I wasn’t about to build a whole ethical system around Valeria’s spell, and getting philosophical wasn’t going to bring Kathy back.

We set out down the northeast road, to find out if Gren was making any progress. The sun was starting to set, and I realized that I was farther from the crypt than I’d ever been.

I also knew that Kathy needed to be at work by Monday, if she didn’t have an earlier appointment. Getting her back was important, but getting her back on time mattered, too.

The plains turned to rolling hills, still with the same brown prairie grass growing on them. And what passed as a road was just a dead area with packed earth and wagon wheel ruts. If it had rained in the last few days, I suspected it wouldn’t be hard to see tracks on it, but it was dry and it felt hard under my shoes. Normally, if I was going to go someplace more than a few miles, I took my van, and I was conscious of how much I walked already that day. But Valeria, wearing tens of pounds of armor and weapons, didn’t complain, so I couldn’t.

We ran across a group of trolls. They were giving up because it was dark. The second group followed a few minutes later.

“We’ll try again in the morning,” Gavabar said. “But there’s a limit to what we can do now.”

“Where’s Gren?”

“Still looking,” Gavabar said. “Stubborn strumpet.”

I thought that was a little harsh on his own daughter, but then I remembered strumpet was not an insult among trolls.

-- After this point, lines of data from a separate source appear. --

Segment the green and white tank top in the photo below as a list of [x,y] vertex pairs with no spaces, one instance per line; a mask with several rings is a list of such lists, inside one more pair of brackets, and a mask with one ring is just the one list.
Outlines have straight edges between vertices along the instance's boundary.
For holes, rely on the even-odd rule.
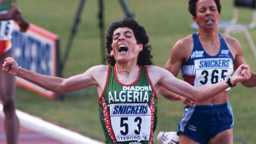
[[148,67],[139,68],[137,79],[125,85],[117,79],[115,67],[109,66],[105,88],[98,101],[106,143],[154,144],[158,96]]

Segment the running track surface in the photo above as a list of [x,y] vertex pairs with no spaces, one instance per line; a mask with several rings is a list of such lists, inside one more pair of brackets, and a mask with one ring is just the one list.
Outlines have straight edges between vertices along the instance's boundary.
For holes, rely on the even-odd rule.
[[[3,126],[3,119],[0,117],[0,144],[7,144],[5,132]],[[20,126],[18,144],[65,144],[43,134],[37,133]]]
[[[103,144],[18,110],[16,112],[20,124],[18,144]],[[6,144],[3,118],[0,103],[0,144]]]

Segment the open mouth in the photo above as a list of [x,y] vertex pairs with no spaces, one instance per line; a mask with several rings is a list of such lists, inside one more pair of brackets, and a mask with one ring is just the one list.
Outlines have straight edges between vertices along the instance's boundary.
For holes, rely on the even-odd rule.
[[120,45],[118,48],[118,51],[119,52],[127,52],[128,50],[127,47],[125,45]]
[[206,21],[206,23],[212,23],[213,22],[213,19],[209,19]]

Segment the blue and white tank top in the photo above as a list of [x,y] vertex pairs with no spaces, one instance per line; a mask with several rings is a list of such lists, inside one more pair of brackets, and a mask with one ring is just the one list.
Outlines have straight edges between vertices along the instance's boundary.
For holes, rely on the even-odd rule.
[[233,72],[234,58],[222,36],[218,34],[220,49],[216,56],[204,51],[196,33],[192,34],[194,46],[187,61],[181,66],[184,80],[196,87],[226,79]]

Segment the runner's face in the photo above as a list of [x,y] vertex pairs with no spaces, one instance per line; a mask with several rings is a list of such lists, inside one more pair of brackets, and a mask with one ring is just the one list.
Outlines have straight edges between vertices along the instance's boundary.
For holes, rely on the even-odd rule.
[[139,53],[142,50],[143,45],[137,44],[131,29],[124,27],[114,31],[111,55],[114,56],[117,62],[127,62],[132,60],[137,62]]
[[0,0],[0,3],[2,3],[5,2],[7,0]]
[[217,27],[220,16],[214,0],[198,0],[196,13],[197,17],[193,17],[193,20],[198,26],[206,29]]

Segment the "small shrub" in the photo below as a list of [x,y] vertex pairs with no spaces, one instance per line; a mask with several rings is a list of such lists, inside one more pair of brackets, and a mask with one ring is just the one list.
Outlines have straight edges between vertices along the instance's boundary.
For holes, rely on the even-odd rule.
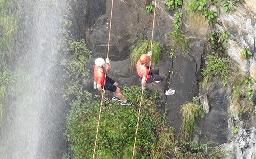
[[209,75],[210,78],[214,76],[218,76],[224,79],[229,74],[229,66],[228,58],[221,58],[216,55],[210,55],[205,58],[208,61],[205,68],[202,69],[203,77]]
[[227,82],[226,81],[226,80],[224,80],[222,82],[221,84],[223,86],[225,86],[227,84]]
[[154,12],[154,7],[153,6],[155,6],[155,5],[151,3],[149,5],[146,7],[146,10],[147,13],[149,13],[150,12]]
[[236,125],[232,127],[232,131],[233,131],[233,133],[236,134],[238,133],[238,129],[239,129],[238,125]]
[[253,93],[254,93],[253,89],[252,89],[251,88],[249,88],[249,90],[248,90],[247,95],[248,97],[249,97],[249,100],[251,100],[251,98],[252,98],[252,96],[253,95]]
[[181,12],[175,12],[174,15],[174,17],[176,18],[179,21],[181,21],[181,18],[182,18],[182,13]]
[[[131,57],[131,67],[134,68],[137,62],[139,59],[140,55],[143,54],[147,54],[150,51],[151,42],[147,40],[142,36],[139,36],[135,47],[132,50],[129,57]],[[152,56],[151,60],[152,66],[157,65],[161,61],[165,50],[162,43],[155,42],[153,40],[152,42]]]
[[206,10],[204,11],[203,14],[203,17],[205,18],[205,20],[207,19],[209,23],[212,22],[215,23],[217,21],[216,20],[216,17],[218,16],[217,13],[215,11],[208,11]]
[[237,113],[244,109],[244,98],[247,93],[247,88],[244,84],[244,77],[241,74],[237,74],[234,77],[231,92],[231,104],[230,111],[231,115]]
[[246,48],[243,48],[240,51],[240,55],[245,58],[248,58],[252,55],[252,53]]
[[203,118],[203,110],[200,103],[186,102],[181,106],[180,112],[183,118],[181,135],[182,138],[186,140],[187,138],[191,137],[197,119]]
[[246,75],[245,76],[245,80],[244,81],[244,84],[248,84],[248,87],[250,88],[251,84],[253,84],[254,82],[256,82],[256,80],[253,79],[252,77],[250,76]]
[[215,43],[215,40],[214,40],[214,37],[216,36],[217,34],[215,32],[212,32],[210,34],[210,36],[209,38],[208,38],[208,41],[210,40],[210,42],[212,44],[214,44]]
[[222,2],[222,4],[223,4],[224,10],[225,12],[228,13],[230,10],[234,10],[234,7],[232,3],[229,2],[226,0],[224,0]]
[[223,34],[222,34],[222,36],[220,37],[219,38],[219,40],[218,42],[220,42],[220,41],[222,41],[223,44],[225,44],[227,41],[229,39],[229,36],[228,36],[228,34],[229,32],[224,30]]

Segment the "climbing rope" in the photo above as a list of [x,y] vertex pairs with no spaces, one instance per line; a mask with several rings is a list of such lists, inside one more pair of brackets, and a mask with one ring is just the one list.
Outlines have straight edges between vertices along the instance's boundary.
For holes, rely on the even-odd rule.
[[[110,13],[110,31],[109,32],[109,41],[108,42],[108,51],[107,51],[107,54],[106,54],[106,58],[109,58],[109,48],[110,48],[110,31],[111,30],[111,21],[112,19],[112,11],[113,11],[113,0],[112,0],[112,3],[111,4],[111,12]],[[104,80],[104,81],[106,81],[106,74],[108,73],[108,70],[106,69],[106,73],[105,74],[105,79]],[[103,87],[103,89],[105,90],[105,84],[104,84],[104,86]],[[95,150],[96,150],[96,146],[97,144],[97,139],[98,138],[98,132],[99,132],[99,122],[100,120],[100,115],[101,114],[101,108],[102,107],[102,103],[103,103],[103,99],[104,97],[104,94],[105,93],[105,91],[104,90],[103,93],[102,94],[102,96],[101,97],[101,103],[100,104],[100,108],[99,109],[99,120],[98,120],[98,126],[97,127],[97,133],[96,133],[96,136],[95,138],[95,144],[94,144],[94,150],[93,151],[93,159],[94,159],[94,156],[95,155]]]
[[[155,15],[156,15],[156,6],[157,6],[157,1],[155,0],[155,9],[154,9],[154,16],[153,16],[153,27],[152,27],[152,34],[151,35],[151,44],[150,46],[150,51],[152,51],[152,42],[153,41],[153,33],[154,33],[154,26],[155,24]],[[151,56],[150,57],[150,58],[151,58]],[[146,80],[147,80],[147,77],[148,76],[148,73],[150,73],[150,67],[151,66],[151,61],[150,61],[150,66],[148,67],[148,72],[147,72],[147,75],[146,75]],[[142,91],[141,92],[141,98],[140,98],[140,107],[139,109],[139,114],[138,115],[138,121],[137,121],[137,126],[136,126],[136,132],[135,133],[135,139],[134,140],[134,145],[133,146],[133,156],[132,157],[132,159],[134,159],[134,152],[135,151],[135,145],[136,145],[136,138],[137,138],[137,133],[138,132],[138,128],[139,127],[139,122],[140,120],[140,109],[141,108],[141,103],[142,102],[142,97],[143,95],[143,92],[144,90],[142,89]]]

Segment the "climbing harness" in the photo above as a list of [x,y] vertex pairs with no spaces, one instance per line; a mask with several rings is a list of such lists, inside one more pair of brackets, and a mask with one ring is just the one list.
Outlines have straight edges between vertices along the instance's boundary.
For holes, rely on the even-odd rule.
[[[150,46],[150,51],[152,51],[152,42],[153,41],[154,26],[154,24],[155,24],[155,15],[156,15],[155,13],[156,13],[156,6],[157,6],[157,1],[155,0],[155,8],[154,8],[154,16],[153,16],[153,27],[152,27],[152,34],[151,35],[151,46]],[[147,75],[146,78],[146,81],[147,80],[147,77],[148,76],[148,73],[150,73],[151,66],[151,61],[150,62],[150,66],[148,67],[148,72],[147,72]],[[138,128],[139,127],[139,122],[140,120],[140,109],[141,108],[141,103],[142,102],[142,97],[143,97],[143,91],[144,91],[144,90],[142,89],[142,91],[141,92],[141,98],[140,99],[140,107],[139,109],[139,113],[138,115],[138,121],[137,122],[136,132],[135,133],[135,139],[134,140],[134,145],[133,146],[133,156],[132,157],[132,159],[134,159],[134,152],[135,151],[135,146],[136,146],[136,143],[137,133],[138,132]]]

We found Gren a couple miles later, sitting down by the side of the road. “Abby,” she said. “I knew you’d come. And you brought Val.”

I nodded.

“Any clues to where they took Kathy?”

Gren nodded. “The grass is trampled here. They went off the road, thankfully, because if they’d just continued I don’t know what we could do. But it’s getting too dark to track them, so we’ll have to wait until morning.”

“Does this help?” I pulled out my phone, and turned on the flashlight.

“Your phone does that too?” she asked.

“Heh. And so does yours.” I showed her, and she was excited.

“Okay, then. Let’s go!” she said.

So she led, using the flashlight to look for disturbances in the grass. It was slow going, and I just had to hope that it wasn’t any slower than two people carrying a human in a sack would be, and that Kathy was still alive.